HERC News

JFR Conference

Feb 17, 2026

Lauren Crampton, Education director of HERC, attended the 2026 Jewish Foundation for the Righteous Advanced Seminar on Holocaust education. This year, JFR selected 23 middle and high school educators and Holocaust center staff from eight states to participate in its 2026 Advanced Seminar, which took place January 17-18 in New Jersey. The seminar is an intensive two-day, graduate-level program focused on strengthening Holocaust education and addressing both historical and contemporary antisemitism. The program is open to JFR Alfred Lerner Fellows and to middle and high school educators who already have attended the JFR Summer Institute for Teachers. The program is open to JFR Alfred Lerner Fellows and to middle and high school educators who already have attended the JFR Summer Institute for Teachers. Both programs are meant for educators who teach the Holocaust either in classrooms or through Holocaust centers, have taught for at least five years, and are at least five years from retirement.

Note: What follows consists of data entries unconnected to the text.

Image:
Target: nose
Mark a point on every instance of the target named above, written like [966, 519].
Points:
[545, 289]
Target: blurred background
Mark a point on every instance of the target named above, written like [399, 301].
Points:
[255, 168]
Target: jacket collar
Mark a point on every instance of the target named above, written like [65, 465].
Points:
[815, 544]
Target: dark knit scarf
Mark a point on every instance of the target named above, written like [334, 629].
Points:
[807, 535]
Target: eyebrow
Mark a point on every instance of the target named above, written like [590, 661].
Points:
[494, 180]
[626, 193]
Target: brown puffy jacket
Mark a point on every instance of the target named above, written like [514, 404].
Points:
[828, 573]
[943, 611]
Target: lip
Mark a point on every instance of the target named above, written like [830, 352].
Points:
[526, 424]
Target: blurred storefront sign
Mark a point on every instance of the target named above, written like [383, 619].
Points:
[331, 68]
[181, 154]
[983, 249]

The 2026 seminar focused on the future of teaching the Holocaust. Sessions explored how artificial intelligence may influence historical research, survivor testimony, classroom instruction, and the spread or mitigation of antisemitism. Organizers said the goal was to ensure educators are equipped to navigate new technologies responsibly while maintaining academic rigor and historical accuracy. Each year, fewer Holocaust survivors remain to share their stories. Educators have grappled with questions about how teaching the Holocaust will change when survivors are gone and in a world of fast-changing media, including the infusion of artificial intelligence. Advances in technology create some risks but also hold opportunities, such as hologram projections of Holocaust survivors that are able to interact with the public and respond to questions.

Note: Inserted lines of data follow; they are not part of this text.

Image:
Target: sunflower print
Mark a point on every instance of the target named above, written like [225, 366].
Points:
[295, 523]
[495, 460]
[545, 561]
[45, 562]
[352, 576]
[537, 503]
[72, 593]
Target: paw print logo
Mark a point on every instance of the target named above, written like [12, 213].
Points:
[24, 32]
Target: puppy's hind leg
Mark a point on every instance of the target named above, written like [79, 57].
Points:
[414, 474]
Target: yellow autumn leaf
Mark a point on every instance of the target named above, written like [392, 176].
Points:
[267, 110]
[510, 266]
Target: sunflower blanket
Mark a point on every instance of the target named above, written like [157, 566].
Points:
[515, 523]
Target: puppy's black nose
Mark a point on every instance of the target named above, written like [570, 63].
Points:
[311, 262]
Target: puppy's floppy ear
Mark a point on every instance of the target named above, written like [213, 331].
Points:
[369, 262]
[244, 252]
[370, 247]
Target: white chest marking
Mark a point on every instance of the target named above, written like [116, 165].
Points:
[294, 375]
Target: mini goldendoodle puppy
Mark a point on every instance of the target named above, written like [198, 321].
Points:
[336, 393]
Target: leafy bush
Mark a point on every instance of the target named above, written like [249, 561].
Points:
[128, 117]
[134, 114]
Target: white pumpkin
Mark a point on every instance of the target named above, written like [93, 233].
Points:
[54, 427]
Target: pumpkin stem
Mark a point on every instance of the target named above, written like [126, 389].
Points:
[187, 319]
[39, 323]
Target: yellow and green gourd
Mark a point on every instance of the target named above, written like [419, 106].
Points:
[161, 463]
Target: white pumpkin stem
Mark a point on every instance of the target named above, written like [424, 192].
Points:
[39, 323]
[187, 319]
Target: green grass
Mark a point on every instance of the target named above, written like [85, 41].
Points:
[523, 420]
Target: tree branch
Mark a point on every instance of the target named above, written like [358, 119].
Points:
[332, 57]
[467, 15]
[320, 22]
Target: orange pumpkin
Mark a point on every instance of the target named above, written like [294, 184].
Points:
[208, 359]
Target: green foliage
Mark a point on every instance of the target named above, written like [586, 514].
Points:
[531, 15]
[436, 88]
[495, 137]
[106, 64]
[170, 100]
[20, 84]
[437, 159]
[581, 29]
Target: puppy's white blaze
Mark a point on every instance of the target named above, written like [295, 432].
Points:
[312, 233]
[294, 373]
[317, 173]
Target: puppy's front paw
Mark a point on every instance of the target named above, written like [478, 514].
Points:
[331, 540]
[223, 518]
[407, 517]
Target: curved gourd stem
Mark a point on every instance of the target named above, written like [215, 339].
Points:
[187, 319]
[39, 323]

Participants in the seminar are already well versed in Holocaust history and are given the opportunity to study more focused topics relating to the Holocaust and antisemitism. Special emphasis was placed this year on the opportunities and challenges of artificial intelligence in Holocaust education and research. One of the sessions, she said, focused on how to get students engaged and see Holocaust education as relevant. Another centered on how to avoid misinformation about the Holocaust coming from AI.

Stanlee Stahl, the executive vice president of the Jewish Foundation for the Righteous explained that “teachers have a responsibility to ensure that what they are teaching is factual … or not. Because if it’s not, that can lead Holocaust distortion. Teachers who have so much on their plate as it is, (they have to have) an understanding when you present information to your students, you have to make sure it is factual.”

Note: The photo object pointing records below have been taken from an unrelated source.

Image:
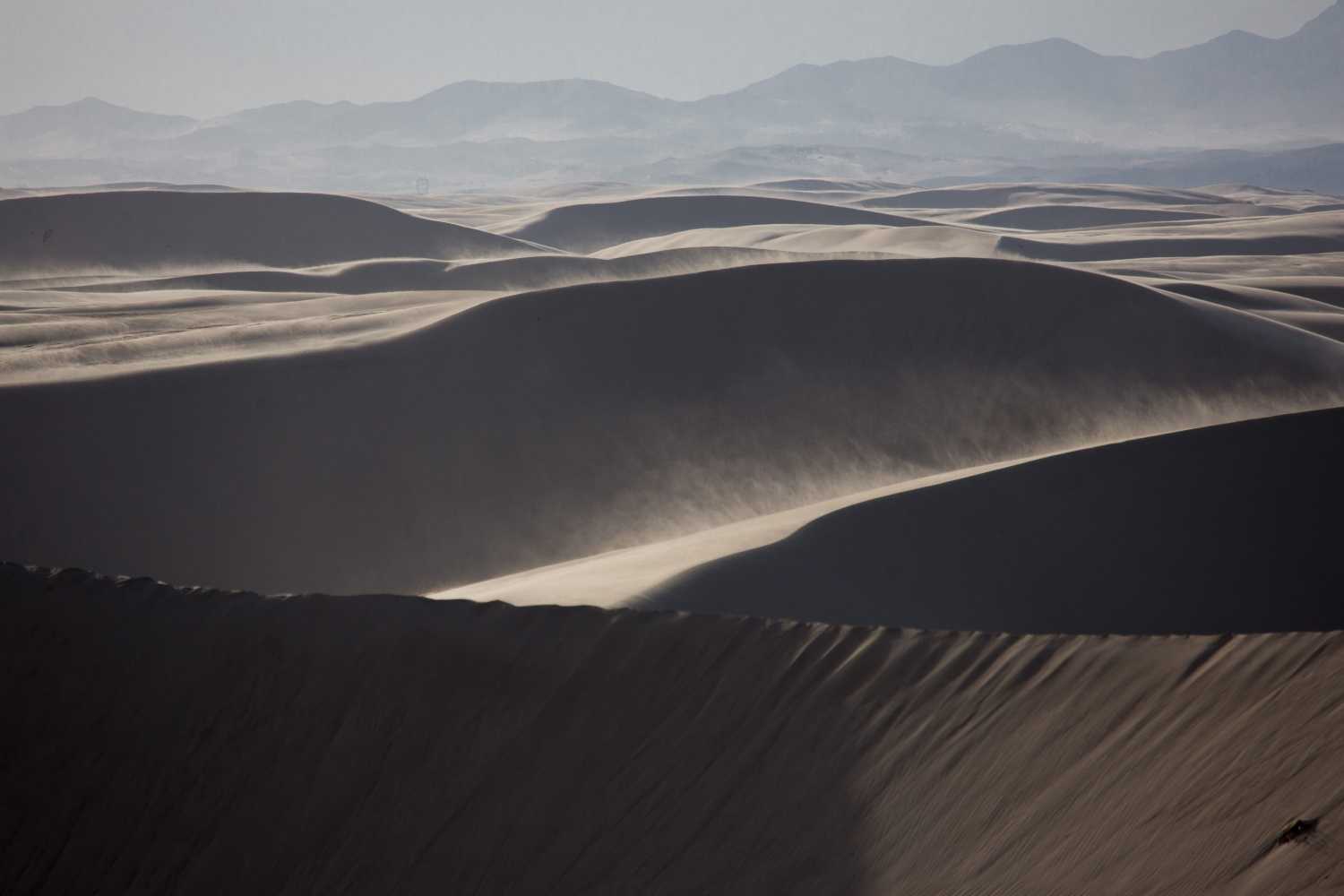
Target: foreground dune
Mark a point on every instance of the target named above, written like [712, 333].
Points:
[142, 230]
[398, 745]
[556, 425]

Speakers at this year’s seminar included Andy Pearce of University College London, Avinoam Patt of New York University, Noah Shenker of Colgate University and Holocaust historian and exhibition curator Paul Salmons. Each addressed different dimensions of Holocaust scholarship, memory, and education, with particular attention to contemporary challenges facing teachers. Other participants traveled from Alabama, Arkansas, Florida, Illinois, New Jersey, Pennsylvania and South Carolina.

“Each of these educators has already distinguished themselves through a strong commitment to teaching the Holocaust and to deepening their own understanding of the antisemitism that shaped it,” said Stanlee Stahl. “Through this intensive, graduate-level program, participants developed a more nuanced understanding of Holocaust history, testimony, pedagogy and contemporary tools and challenges for teaching about the Holocaust, strengthening their own effectiveness in the classroom and enabling them to mentor other colleagues who teach the subject.”